Un jour, à table pour déjeuner, j'aperçois un homme
habillé de bleu (un targui) accroupi dans la cour de l'hôpital, laissant
saigner, goutte à goutte, un énorme chou-fleur de son front.
Il est admis, bien entendu. Et nous décidons, avec le Toubib Seghir,
d'enlever cette tumeur qui semble bien circonscrite, libre en profondeur,
sans aucun ganglion décelable.
Nous disposons heureusement d'un bistouri électrique et l'ablation du
chou-fleur ne pose qu'un problème : celui de combler le trou.
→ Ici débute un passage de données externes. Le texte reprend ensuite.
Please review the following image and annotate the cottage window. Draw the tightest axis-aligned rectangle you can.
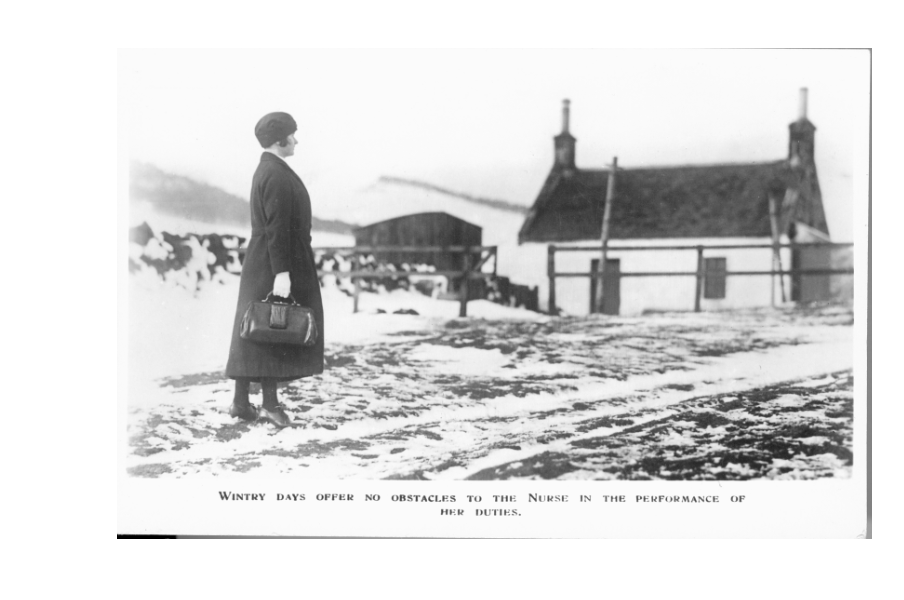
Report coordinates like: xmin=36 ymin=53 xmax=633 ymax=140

La peau,
fort heureusement, se prête à tous les plissements que nous lui demandons
et nous suturons sur un drainage filiforme (1).
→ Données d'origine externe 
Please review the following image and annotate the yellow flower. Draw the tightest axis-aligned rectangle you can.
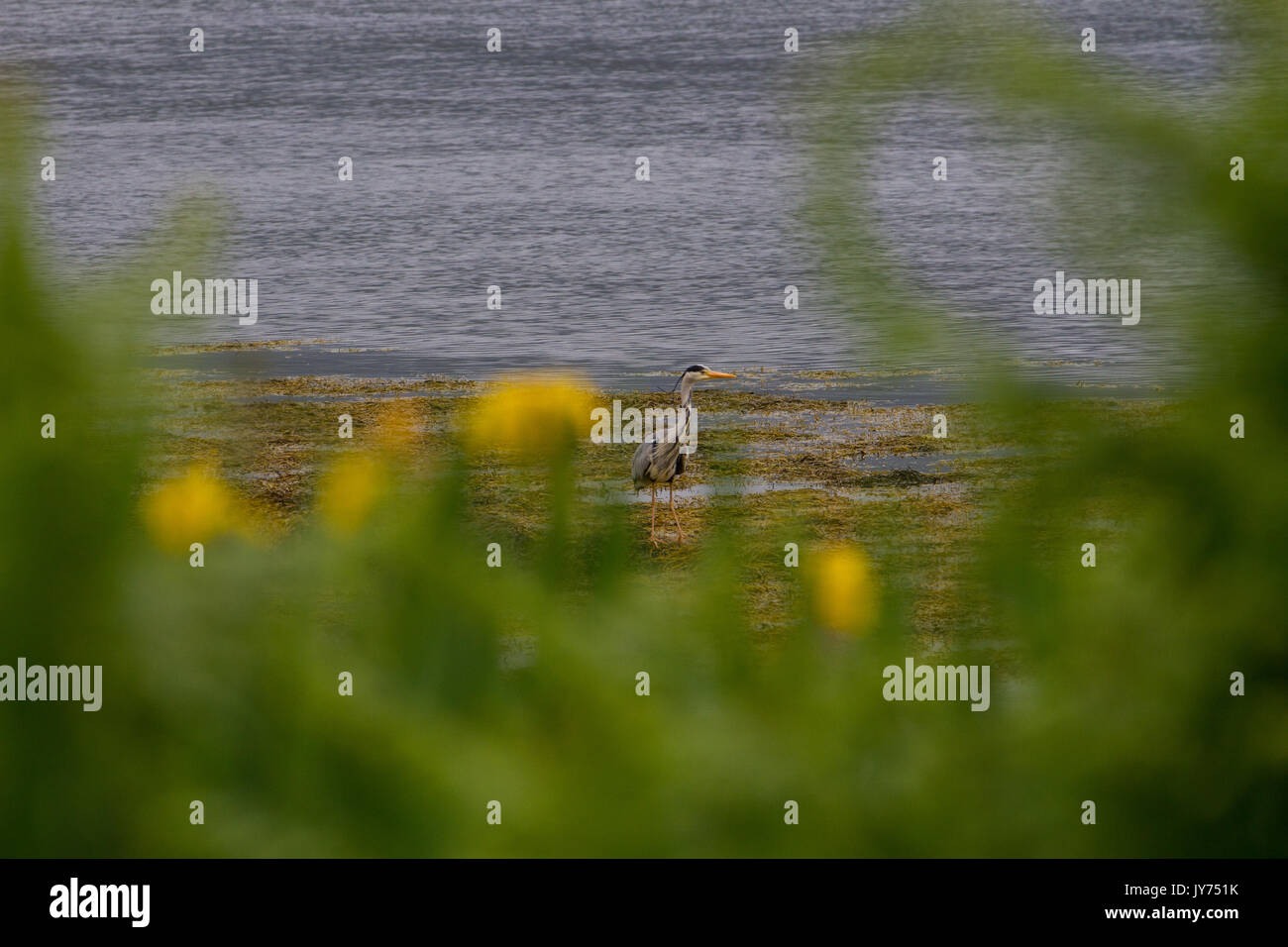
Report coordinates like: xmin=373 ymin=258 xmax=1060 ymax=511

Le Targui guéri a quitté l'hôpital depuis plusieurs semaines quand nous
parvient le résultat de la biopsie envoyée à Alger : tumeur sans aucun
signe de malignité.
Et dans les semaines qui ont suivi (le téléphone arabe fonctionne sans
fil, sans ondes hertziennes, mais il est admirablement efficace !), nous
avons vu arriver de petites caravanes de dromadaires montés par des hommes
bleus, venant de St Louis - trois semaines de voyage à travers
l'enfer du Tanezrouft - pour se faire soigner par les toubibs d'Adrar.
Nous en étions quand même un peu fiers, n'est-ce pas docteur Bourgeois ?
Mais il ne faudrait pas croire que ces activités médicales étaient notre
unique raison de vivre. De temps à autre, un épisode cocasse ou imprévu
venait ajouter un peu de sel à cette vie austère et laborieuse.
Une de mes filles venait de faire sa communion Solennelle, un dimanche
d'avril, à l'occasion du passage de Monseigneur Mercier, évêque du Sahara,
que nous ne voyions guère que tous les deux ans, son diocèse immense d'une
superficie supérieure à celle de la France entière ne lui permettant pas
de faire mieux.
Nous avions tout commandé à Alger à Air-Service sorte de coopérative
montée par Air France pour ravitailler ceux du sud . L'avion tombe en
panne : rien n'arrivera à la date prévue. Ma femme fabrique une aube dans
un tissu local servant à la confection des haïks - voile blanc des
musulmanes. Beau travail, mais à l'essayage, nous remarquons des raies
rougeâtres sur l'aube : le tissu entreposé plié a soigneusement "absorbé"
le sable rouge du Touat, marquant ainsi chaque pliure. On lave donc
l'aube, le séchage ne posant aucun problème au Sahara ! Et nous nous
apercevons que l'aube immaculée arrive aux genoux de ma fille. Il faut
rallonger et tricher pour rendre ce "volant" plausible... ce qui fut fait.